TEI allowed me to practice wielding this tool, bringing our research findings to general audiences, both orally and in writing. In day-to-day interactions with tourists, I had to figure out how to explain our experiments in plain English. By writing posts for this blog, I developed a voice and style—a way to keep readers engaged while walking them through a problem or specific study.

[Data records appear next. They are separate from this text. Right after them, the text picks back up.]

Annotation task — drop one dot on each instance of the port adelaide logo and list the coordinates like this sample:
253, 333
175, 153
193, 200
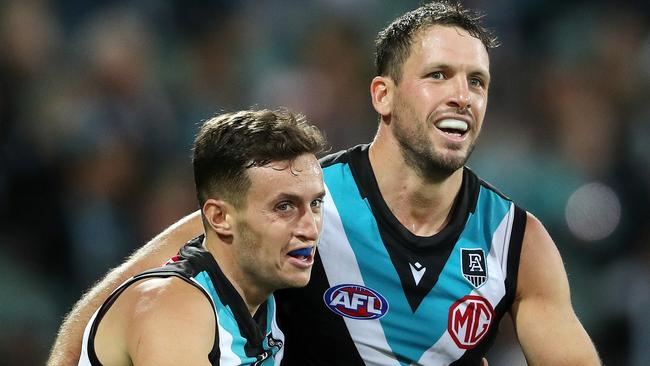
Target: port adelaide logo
473, 266
356, 302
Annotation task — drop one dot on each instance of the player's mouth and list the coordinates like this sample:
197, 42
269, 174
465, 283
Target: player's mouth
452, 128
302, 257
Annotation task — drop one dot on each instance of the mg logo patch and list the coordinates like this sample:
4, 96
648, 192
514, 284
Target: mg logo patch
356, 302
469, 321
474, 266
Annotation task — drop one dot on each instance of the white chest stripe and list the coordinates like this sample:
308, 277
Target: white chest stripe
341, 267
493, 290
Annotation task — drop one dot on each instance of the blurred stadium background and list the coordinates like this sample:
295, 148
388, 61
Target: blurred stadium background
99, 101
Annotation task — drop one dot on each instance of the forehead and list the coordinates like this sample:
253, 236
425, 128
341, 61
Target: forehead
439, 44
301, 177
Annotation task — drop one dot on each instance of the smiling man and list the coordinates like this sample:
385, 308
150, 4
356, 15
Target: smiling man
260, 190
419, 259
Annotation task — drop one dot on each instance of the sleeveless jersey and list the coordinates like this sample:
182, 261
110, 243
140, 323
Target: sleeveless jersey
239, 338
379, 295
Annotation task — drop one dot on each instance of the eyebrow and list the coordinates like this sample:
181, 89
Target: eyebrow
444, 66
295, 197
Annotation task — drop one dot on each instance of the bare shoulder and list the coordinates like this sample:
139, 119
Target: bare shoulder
541, 270
547, 327
163, 318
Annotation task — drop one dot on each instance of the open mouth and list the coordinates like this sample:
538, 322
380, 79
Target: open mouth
303, 254
453, 127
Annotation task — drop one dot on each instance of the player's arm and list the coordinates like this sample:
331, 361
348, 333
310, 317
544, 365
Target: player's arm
160, 321
547, 327
67, 346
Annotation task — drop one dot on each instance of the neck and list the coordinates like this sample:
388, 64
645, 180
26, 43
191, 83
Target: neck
250, 291
422, 205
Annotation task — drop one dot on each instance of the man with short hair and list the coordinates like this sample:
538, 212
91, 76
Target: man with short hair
260, 190
419, 259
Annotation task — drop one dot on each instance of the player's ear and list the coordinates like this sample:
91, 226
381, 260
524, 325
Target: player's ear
381, 91
218, 214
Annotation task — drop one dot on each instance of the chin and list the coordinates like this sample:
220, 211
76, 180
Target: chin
298, 281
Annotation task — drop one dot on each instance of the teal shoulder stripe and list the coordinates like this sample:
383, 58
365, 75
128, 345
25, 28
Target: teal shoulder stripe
225, 316
400, 324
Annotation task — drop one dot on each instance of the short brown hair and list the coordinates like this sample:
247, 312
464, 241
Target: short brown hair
228, 144
393, 44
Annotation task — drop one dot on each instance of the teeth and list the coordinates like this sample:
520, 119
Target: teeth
454, 124
303, 253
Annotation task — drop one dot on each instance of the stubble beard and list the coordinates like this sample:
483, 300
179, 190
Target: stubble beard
252, 263
418, 151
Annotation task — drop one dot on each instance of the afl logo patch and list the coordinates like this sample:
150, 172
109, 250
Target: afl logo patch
469, 321
356, 302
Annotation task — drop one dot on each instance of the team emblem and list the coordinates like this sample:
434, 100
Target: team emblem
473, 266
469, 321
356, 302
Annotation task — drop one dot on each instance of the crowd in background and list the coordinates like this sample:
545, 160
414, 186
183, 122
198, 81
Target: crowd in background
100, 100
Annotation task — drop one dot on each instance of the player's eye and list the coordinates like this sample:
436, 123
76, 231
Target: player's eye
476, 82
284, 206
437, 75
317, 203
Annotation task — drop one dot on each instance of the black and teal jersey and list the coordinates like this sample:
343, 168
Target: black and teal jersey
240, 339
380, 295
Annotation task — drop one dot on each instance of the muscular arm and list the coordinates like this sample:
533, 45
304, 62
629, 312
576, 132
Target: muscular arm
548, 329
67, 346
160, 321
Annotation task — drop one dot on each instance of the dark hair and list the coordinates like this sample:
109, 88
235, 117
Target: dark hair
228, 144
393, 44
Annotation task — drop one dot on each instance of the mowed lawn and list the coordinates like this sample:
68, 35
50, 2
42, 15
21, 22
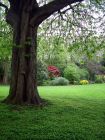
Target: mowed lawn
72, 113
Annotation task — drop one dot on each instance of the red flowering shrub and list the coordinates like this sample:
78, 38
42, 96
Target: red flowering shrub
53, 71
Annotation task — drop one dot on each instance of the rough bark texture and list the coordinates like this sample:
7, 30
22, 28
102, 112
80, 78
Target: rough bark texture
23, 87
25, 16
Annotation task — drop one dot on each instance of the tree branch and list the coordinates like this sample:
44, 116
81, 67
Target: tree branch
4, 6
48, 9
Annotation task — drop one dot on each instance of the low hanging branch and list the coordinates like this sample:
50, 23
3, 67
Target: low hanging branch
47, 10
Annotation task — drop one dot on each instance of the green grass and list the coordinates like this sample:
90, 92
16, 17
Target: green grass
73, 113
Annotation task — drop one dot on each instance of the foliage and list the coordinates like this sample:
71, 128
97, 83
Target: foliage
59, 81
84, 82
72, 73
53, 71
42, 73
99, 78
84, 74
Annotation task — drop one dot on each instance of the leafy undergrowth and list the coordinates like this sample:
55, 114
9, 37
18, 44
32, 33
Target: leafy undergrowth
73, 113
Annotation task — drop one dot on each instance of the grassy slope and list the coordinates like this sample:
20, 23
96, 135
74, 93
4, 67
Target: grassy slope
74, 113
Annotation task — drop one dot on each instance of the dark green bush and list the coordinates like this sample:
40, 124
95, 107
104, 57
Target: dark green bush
72, 73
59, 81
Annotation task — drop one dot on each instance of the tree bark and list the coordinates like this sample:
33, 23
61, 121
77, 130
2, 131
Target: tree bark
23, 87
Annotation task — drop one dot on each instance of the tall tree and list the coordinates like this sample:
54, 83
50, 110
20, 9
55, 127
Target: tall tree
25, 16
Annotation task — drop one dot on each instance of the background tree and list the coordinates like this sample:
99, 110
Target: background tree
25, 16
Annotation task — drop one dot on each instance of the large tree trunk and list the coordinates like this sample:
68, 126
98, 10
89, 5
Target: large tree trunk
23, 87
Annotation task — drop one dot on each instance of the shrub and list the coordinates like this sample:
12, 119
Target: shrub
99, 78
59, 81
84, 82
72, 73
84, 74
46, 82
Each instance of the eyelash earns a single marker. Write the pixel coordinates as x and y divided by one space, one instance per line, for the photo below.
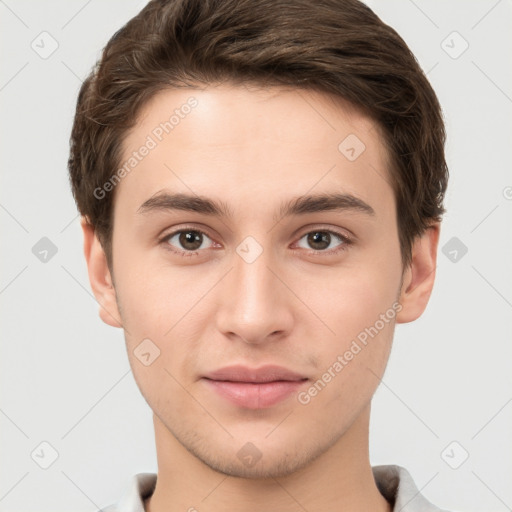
346 242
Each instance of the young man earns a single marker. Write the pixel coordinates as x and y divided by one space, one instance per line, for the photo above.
261 184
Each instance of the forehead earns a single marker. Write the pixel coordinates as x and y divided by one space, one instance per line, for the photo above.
240 142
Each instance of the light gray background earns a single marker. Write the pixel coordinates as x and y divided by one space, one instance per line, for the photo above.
65 376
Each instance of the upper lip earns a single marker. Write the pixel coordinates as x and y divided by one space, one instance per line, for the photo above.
268 373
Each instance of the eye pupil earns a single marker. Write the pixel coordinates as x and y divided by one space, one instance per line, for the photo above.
319 237
191 237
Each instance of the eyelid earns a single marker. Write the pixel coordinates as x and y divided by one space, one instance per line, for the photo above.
345 238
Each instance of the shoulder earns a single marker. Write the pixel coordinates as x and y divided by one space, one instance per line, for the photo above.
397 486
138 489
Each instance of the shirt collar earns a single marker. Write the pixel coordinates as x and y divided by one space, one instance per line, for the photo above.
394 483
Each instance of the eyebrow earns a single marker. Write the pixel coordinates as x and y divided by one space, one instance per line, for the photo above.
165 201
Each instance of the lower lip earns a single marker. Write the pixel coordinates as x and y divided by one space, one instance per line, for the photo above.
255 395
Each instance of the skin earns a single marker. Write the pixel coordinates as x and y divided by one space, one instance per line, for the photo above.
298 305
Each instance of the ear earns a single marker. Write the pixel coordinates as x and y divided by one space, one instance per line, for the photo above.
419 277
99 276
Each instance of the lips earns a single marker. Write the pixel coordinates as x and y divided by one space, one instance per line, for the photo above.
254 388
267 373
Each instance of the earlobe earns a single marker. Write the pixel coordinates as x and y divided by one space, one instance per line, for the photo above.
99 276
419 277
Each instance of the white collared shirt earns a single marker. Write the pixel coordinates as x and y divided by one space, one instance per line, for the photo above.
394 482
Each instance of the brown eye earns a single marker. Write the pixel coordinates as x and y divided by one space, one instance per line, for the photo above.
321 240
186 240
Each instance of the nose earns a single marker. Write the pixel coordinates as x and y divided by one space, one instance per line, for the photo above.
254 304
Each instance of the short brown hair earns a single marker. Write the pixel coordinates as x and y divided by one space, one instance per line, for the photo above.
335 46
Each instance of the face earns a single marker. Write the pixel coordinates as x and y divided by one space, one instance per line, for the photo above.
257 231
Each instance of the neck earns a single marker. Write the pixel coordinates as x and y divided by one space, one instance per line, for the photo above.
339 479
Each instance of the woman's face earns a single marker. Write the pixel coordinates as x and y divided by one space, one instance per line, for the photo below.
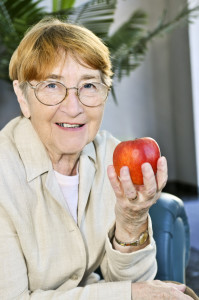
48 120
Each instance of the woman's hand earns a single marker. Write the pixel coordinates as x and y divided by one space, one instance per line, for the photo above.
156 289
133 202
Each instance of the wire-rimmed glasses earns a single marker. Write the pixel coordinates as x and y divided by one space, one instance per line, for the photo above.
52 93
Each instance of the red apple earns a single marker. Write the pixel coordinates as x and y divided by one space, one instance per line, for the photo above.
133 154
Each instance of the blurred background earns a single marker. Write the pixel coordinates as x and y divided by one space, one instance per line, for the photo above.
159 98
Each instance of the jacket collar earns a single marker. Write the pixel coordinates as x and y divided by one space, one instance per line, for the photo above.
33 153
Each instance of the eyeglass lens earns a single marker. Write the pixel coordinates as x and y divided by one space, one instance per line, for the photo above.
90 94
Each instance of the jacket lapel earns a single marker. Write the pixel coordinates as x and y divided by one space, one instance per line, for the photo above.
87 171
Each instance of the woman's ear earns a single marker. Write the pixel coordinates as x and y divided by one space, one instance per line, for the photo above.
21 99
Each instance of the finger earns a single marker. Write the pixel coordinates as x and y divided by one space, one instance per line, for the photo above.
115 183
149 181
127 185
180 287
162 173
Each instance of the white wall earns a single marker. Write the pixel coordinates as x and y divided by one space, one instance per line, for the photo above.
156 99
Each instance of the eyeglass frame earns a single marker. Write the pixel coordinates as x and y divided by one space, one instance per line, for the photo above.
34 87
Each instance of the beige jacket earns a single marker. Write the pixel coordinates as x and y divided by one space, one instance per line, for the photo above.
44 254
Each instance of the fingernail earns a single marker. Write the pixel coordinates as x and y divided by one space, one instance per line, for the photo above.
145 167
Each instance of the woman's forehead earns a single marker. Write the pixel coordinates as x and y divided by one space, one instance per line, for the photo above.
69 66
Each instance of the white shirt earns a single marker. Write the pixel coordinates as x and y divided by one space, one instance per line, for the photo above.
69 187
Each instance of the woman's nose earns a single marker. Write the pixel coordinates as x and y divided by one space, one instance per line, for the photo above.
71 103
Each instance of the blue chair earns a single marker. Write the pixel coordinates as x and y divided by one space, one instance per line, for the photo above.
172 236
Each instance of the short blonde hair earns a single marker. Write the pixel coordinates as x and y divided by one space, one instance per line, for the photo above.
41 46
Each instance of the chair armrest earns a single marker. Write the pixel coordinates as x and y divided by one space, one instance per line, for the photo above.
172 236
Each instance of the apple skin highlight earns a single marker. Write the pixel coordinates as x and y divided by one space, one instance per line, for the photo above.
133 154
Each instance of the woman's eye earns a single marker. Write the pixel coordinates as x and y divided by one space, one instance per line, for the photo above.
51 85
89 85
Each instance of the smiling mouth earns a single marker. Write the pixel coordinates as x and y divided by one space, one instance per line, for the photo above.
66 125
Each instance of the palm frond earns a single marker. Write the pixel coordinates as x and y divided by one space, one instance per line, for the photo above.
130 43
15 18
96 15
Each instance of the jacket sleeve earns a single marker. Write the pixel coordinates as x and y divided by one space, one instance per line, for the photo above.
140 265
14 277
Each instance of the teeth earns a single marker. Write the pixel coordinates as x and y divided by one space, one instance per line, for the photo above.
69 125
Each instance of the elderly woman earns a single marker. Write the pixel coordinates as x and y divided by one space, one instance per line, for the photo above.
61 203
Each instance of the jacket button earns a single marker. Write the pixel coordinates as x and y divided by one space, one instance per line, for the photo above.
74 277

Working for TEI was one of the most informative experiences of my life. Whether intentional or not, Dr. Plotnik helped remove the binoculars from my eyes. No longer was my focus on the world of academia—what had seemed like the one and only option, looming large and right in front of me. Suddenly, I could see other career options and better appreciate the distance between where I was, where I am now, and where I think I want to be.
After leaving TEI and returning to the U.S., I worked as a writer and producer for a small media company in Atlanta. My blogging and education experience with TEI helped me secure that position, at least in part (3).
With some professional writing experience under my belt, I was keen to reenter the world of animal behavior and communication. So I jumped at the opportunity to return to Yerkes (the research facility I’d left to move to Thailand) to work in their behavioral management department.
My job now has me working alongside a team of behavior experts and animal trainers. I spend my days observing primate social behavior and immersing myself in relevant research. The end goal? Making life as natural and comfortable as possible for the animals that are enabling scientists to make medical breakthroughs with research on Alzheimer’s, Parkinson’s, Huntington’s, HIV, malaria, addiction, aging, and more.
I’m hoping to enroll in my first formal science writing course next summer. This new job and the plan to return to school part-time, this is my new X. It’s too early for me to tell how wrong I am about where I’m headed. But that’s what makes this whole career journey interesting. I’m just going to continue taking steps in directions that seem to make sense. I’ll let hindsight tell me they were the right steps to take.